15-Hydroxyeicosatrienoic acid induces nasal congestion by changing vascular functions in mice.

BACKGROUND: Nasal congestion in allergic rhinitis (AR) is caused by vascular hyperpermeability and vascular relaxation of the nasal mucosa. We previously detected high levels of a lipoxygenation metabolite of dihomogammalinolenic acid, 15-hydroxy-8Z,11Z,13E-eicosatrienoic acid (15-HETrE) in the nasal lavage fluid of AR model mice. Here, we investigated the effects of 15-HETrE on vascular functions associated with nasal congestion.

METHODS: We measured 15-HETrE levels in the nasal lavage fluid of ovalbumin-induced AR model mice and nasal discharge of patients with AR. We also assessed nasal congestion and vascular relaxation in mice. Vascular contractility was investigated using isolated mouse aortas.

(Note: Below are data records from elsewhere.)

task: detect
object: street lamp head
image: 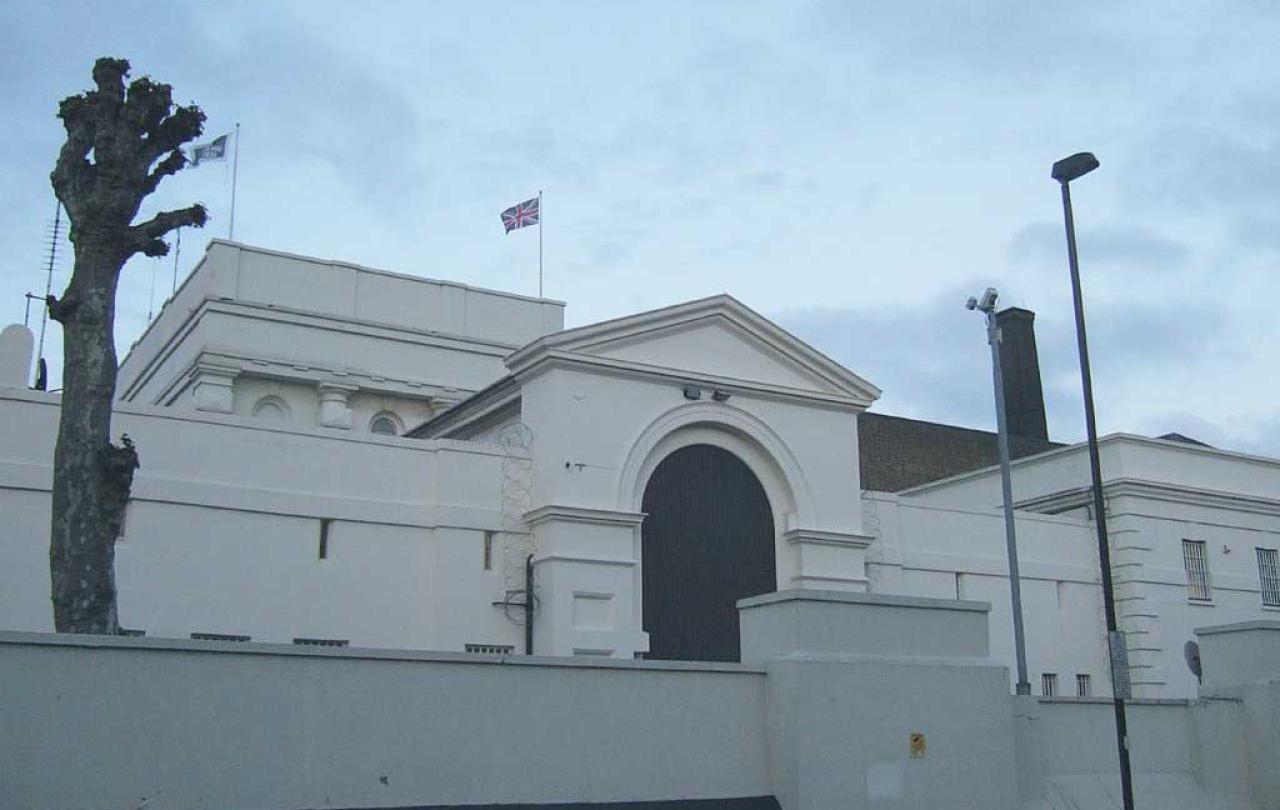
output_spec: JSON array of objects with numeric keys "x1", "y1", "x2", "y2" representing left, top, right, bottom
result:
[{"x1": 1051, "y1": 152, "x2": 1098, "y2": 183}]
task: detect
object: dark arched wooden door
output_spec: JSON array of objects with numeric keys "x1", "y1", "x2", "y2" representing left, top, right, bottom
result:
[{"x1": 641, "y1": 444, "x2": 777, "y2": 662}]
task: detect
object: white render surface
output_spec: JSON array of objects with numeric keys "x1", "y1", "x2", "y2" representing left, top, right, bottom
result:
[
  {"x1": 901, "y1": 435, "x2": 1280, "y2": 697},
  {"x1": 0, "y1": 241, "x2": 1280, "y2": 697},
  {"x1": 118, "y1": 239, "x2": 564, "y2": 431},
  {"x1": 0, "y1": 633, "x2": 771, "y2": 810},
  {"x1": 0, "y1": 590, "x2": 1280, "y2": 810}
]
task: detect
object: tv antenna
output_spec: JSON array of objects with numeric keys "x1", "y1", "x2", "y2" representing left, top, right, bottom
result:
[{"x1": 36, "y1": 200, "x2": 63, "y2": 383}]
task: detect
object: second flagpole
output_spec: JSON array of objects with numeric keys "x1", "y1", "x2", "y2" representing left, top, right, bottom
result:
[
  {"x1": 223, "y1": 122, "x2": 239, "y2": 241},
  {"x1": 538, "y1": 188, "x2": 543, "y2": 298}
]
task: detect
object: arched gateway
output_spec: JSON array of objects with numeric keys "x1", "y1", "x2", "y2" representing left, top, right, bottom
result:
[{"x1": 641, "y1": 444, "x2": 777, "y2": 662}]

RESULTS: Five ovalbumin challenges increased 15-HETrE levels in AR model mice. 15-HETrE was also detected in patients who exhibiting AR-related symptoms. Intranasal administration of 15-HETrE elicited dyspnea-related behavior and decreased the nasal cavity volume in mice. Miles assay and whole-mount immunostaining revealed that 15-HETrE administration caused vascular hyperpermeability and relaxation of the nasal mucosa. Intravital imaging demonstrated that 15-HETrE relaxed the ear vessels that were precontracted via thromboxane receptor stimulation. Moreover, 15-HETrE dilated the isolated mouse aortas, and this effect was attenuated by K+ channel inhibitors and prostaglandin D2 (DP) and prostacyclin (IP) receptor antagonists. Additionally, vasodilatory effects of 15-HETrE were accompanied by an increase in intracellular cAMP levels.

CONCLUSIONS: Our results indicate that 15-HETrE, whose levels are elevated in the nasal cavity upon AR, can be a novel lipid mediator that exacerbates nasal congestion. Moreover, it can stimulate DP and IP receptors and downstream K+ channels to dilate the nasal mucosal vasculature.